Elazar finally saved up about 78 dollars since Rosh Hashana and wanted to buy himself a tablet. I agreed to get him one and found one for a good price. It was such a good price I almost bought one or two more for the other boys. But I feel strongly that devices have to be earned. Chana got her first computer because I was on bedrest and my brother gave her his old one for being my go-fer for 8 weeks. She got her second computer as a siyum for Shmos. She will get her upgraded computer (it's been about 4 years) when she finishes Devarim. So I held off and didn't get the boys tablets. I was waiting to give Elazar his tablet for Pesach. (We don't do birthday gifts or Chanuka gifts but we do give a gift for Rosh Hashana, Succos, Shemini Atzeres, Pesach, and Shavuos.)
Today, Elazar realized that he himself was paying for it, so he shouldn't have to wait until Pesach.
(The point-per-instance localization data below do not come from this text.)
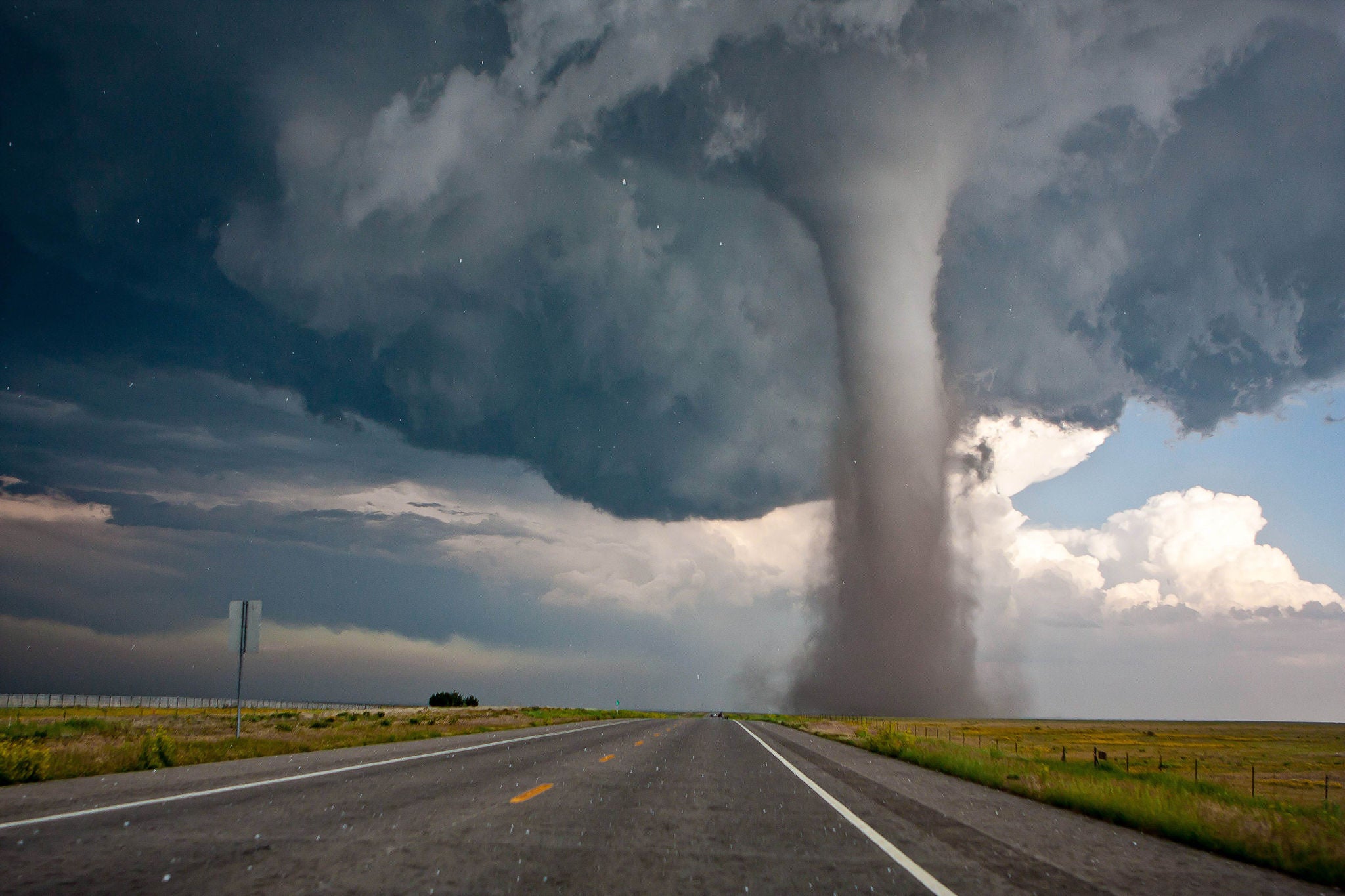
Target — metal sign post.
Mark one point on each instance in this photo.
(244, 637)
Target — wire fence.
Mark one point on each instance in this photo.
(112, 702)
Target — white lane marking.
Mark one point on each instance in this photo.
(930, 882)
(265, 782)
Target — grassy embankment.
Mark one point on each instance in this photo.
(1289, 825)
(42, 744)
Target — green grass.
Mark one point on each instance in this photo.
(1305, 840)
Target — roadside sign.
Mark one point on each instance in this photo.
(245, 626)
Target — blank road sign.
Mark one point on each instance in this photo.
(238, 621)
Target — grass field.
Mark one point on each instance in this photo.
(1201, 796)
(47, 743)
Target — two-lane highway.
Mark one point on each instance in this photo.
(686, 805)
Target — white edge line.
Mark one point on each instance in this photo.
(267, 782)
(930, 882)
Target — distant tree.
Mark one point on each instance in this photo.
(452, 699)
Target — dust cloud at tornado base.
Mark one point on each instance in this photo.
(893, 631)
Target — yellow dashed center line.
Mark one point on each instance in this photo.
(529, 794)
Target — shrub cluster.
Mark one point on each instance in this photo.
(452, 699)
(156, 748)
(22, 762)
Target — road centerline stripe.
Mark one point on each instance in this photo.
(194, 794)
(912, 868)
(527, 794)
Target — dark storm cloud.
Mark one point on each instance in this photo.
(1196, 264)
(142, 139)
(1192, 263)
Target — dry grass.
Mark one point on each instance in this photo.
(1289, 825)
(74, 742)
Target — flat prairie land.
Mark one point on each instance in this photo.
(47, 743)
(1187, 781)
(1294, 762)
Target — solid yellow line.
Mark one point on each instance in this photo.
(529, 794)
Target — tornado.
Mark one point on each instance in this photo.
(893, 633)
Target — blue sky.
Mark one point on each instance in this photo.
(1293, 463)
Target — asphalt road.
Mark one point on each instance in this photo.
(659, 806)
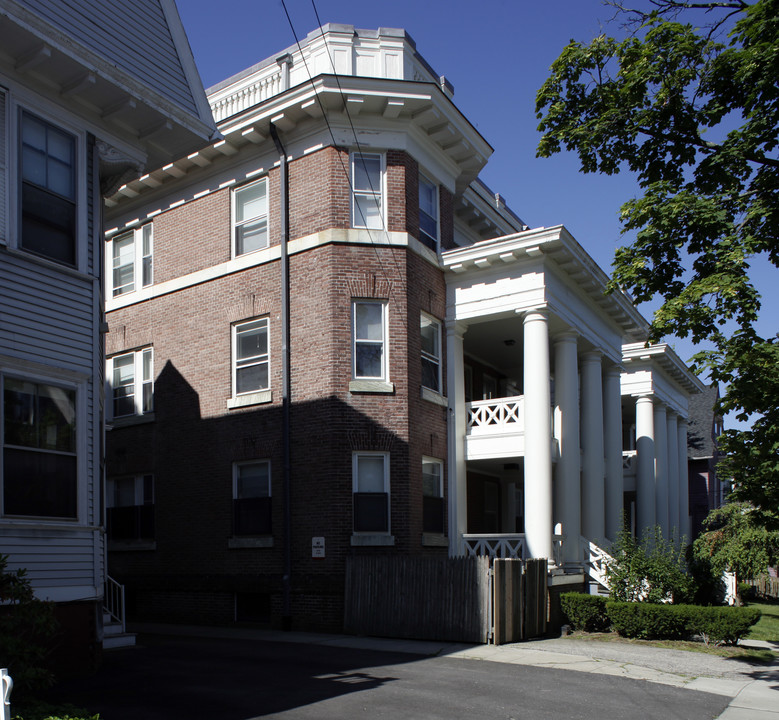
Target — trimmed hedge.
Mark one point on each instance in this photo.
(652, 621)
(585, 612)
(717, 625)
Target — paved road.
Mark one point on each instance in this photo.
(169, 678)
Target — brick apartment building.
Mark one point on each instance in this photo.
(416, 422)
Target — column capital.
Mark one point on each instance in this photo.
(456, 327)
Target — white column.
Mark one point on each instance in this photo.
(684, 498)
(568, 494)
(455, 388)
(645, 464)
(593, 467)
(661, 469)
(612, 441)
(538, 436)
(674, 526)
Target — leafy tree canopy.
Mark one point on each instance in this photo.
(692, 110)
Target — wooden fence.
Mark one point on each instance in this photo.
(520, 600)
(421, 598)
(452, 599)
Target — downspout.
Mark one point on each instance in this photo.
(286, 618)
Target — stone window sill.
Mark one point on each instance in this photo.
(375, 386)
(258, 398)
(360, 540)
(258, 542)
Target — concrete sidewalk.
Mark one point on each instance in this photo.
(754, 689)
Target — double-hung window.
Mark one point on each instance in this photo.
(251, 498)
(432, 496)
(369, 338)
(250, 217)
(370, 475)
(368, 190)
(39, 448)
(130, 508)
(131, 377)
(251, 360)
(48, 190)
(131, 260)
(428, 212)
(431, 353)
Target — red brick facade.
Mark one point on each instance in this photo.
(192, 573)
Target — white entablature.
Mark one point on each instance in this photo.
(332, 49)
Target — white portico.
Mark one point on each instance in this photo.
(534, 350)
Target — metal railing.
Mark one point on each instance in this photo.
(113, 600)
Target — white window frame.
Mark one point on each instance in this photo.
(263, 358)
(429, 357)
(236, 226)
(81, 445)
(385, 484)
(141, 380)
(18, 100)
(140, 236)
(384, 375)
(376, 194)
(436, 239)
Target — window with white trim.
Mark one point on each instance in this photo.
(430, 330)
(369, 340)
(428, 212)
(131, 381)
(47, 169)
(39, 448)
(130, 508)
(251, 357)
(370, 477)
(252, 498)
(131, 256)
(250, 217)
(368, 190)
(432, 496)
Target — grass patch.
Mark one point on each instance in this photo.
(754, 656)
(767, 627)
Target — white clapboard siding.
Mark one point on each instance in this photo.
(46, 315)
(134, 35)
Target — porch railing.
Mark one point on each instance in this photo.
(113, 600)
(495, 545)
(496, 415)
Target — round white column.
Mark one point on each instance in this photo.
(612, 440)
(457, 483)
(593, 467)
(661, 469)
(567, 473)
(538, 436)
(684, 497)
(674, 526)
(645, 464)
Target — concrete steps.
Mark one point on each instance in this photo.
(114, 635)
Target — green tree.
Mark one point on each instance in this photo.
(736, 539)
(693, 112)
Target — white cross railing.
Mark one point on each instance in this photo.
(495, 415)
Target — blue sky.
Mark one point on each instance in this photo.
(497, 54)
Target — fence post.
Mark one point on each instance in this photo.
(6, 685)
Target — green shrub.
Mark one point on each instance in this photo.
(585, 612)
(649, 621)
(723, 625)
(652, 570)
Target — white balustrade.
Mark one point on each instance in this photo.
(496, 415)
(495, 545)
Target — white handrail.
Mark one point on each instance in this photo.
(113, 600)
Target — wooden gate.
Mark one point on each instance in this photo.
(519, 599)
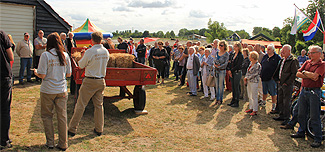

I thought that was an excellent point. However, I wanted to give it to him for some type of siyum. I mentioned that if he ever finishes halacha yomi, I will get him a top of the line gaming computer so that he can play the latest version of minecraft (ours is so slow and old we need to run a previous version; I am not sure what they are up to but we can run 8 and not 11 or something like that). I told him it took Chana almost 7 years to learn the Chamisha Chumshei Torah, so it will take years to go through all of Shulchan Aruch. So we were trying to think of what he can do for the tablet. Since he still can't read, I asked him what he thought about reading Shema. He thought that was a good idea.
When we got home, the tablet had arrived. Elazar tried it out and he loves it. (Unfortunately, it has speech-to-text, which means he won't need to learn how to write for searches anymore.)
When he started reading Shema, I realized that it was going to take him a while to gain enough fluency to earn his tablet. And it might be a good idea if he wouldn't have to wait until completing Shema to use the tablet, so that he doesn't get discouraged and give up. Why not read some and then earn an hour of playtime? He's been reading a line and earning an hour. I set the timer. Then he wants to read another line and earn an hour. He's basically doing the same multimedia use that he generally does, but he's been reading to earn time.
I assume this is not strictly in the spirit of unschooling, where I would not be pushing him to read Hebrew before he himself feels like doing it. I guess I'm still a bit too chicken to do that.
On the other hand, I feel pretty strongly that it is so easy to spoil the kids in our society full of abundance. Kids used to have to help for hours with chores that were necessary for survival. Adults used to have to spend a day baking bread and a day doing laundry by the river. Now kids have so much free time and so little input in contributing to survival that I feel like I'm often fighting against a mentality of "בא לי"/"It's coming to me," I should get it because I want it. A sense of entitlement.
I want there to be a sense of working for it. And I want to cultivate a sense of "הוי עמלים בתורה" the area for toil is Torah. I want the excitement and delight of his first tablet forever mingled with the accomplishment of Torah.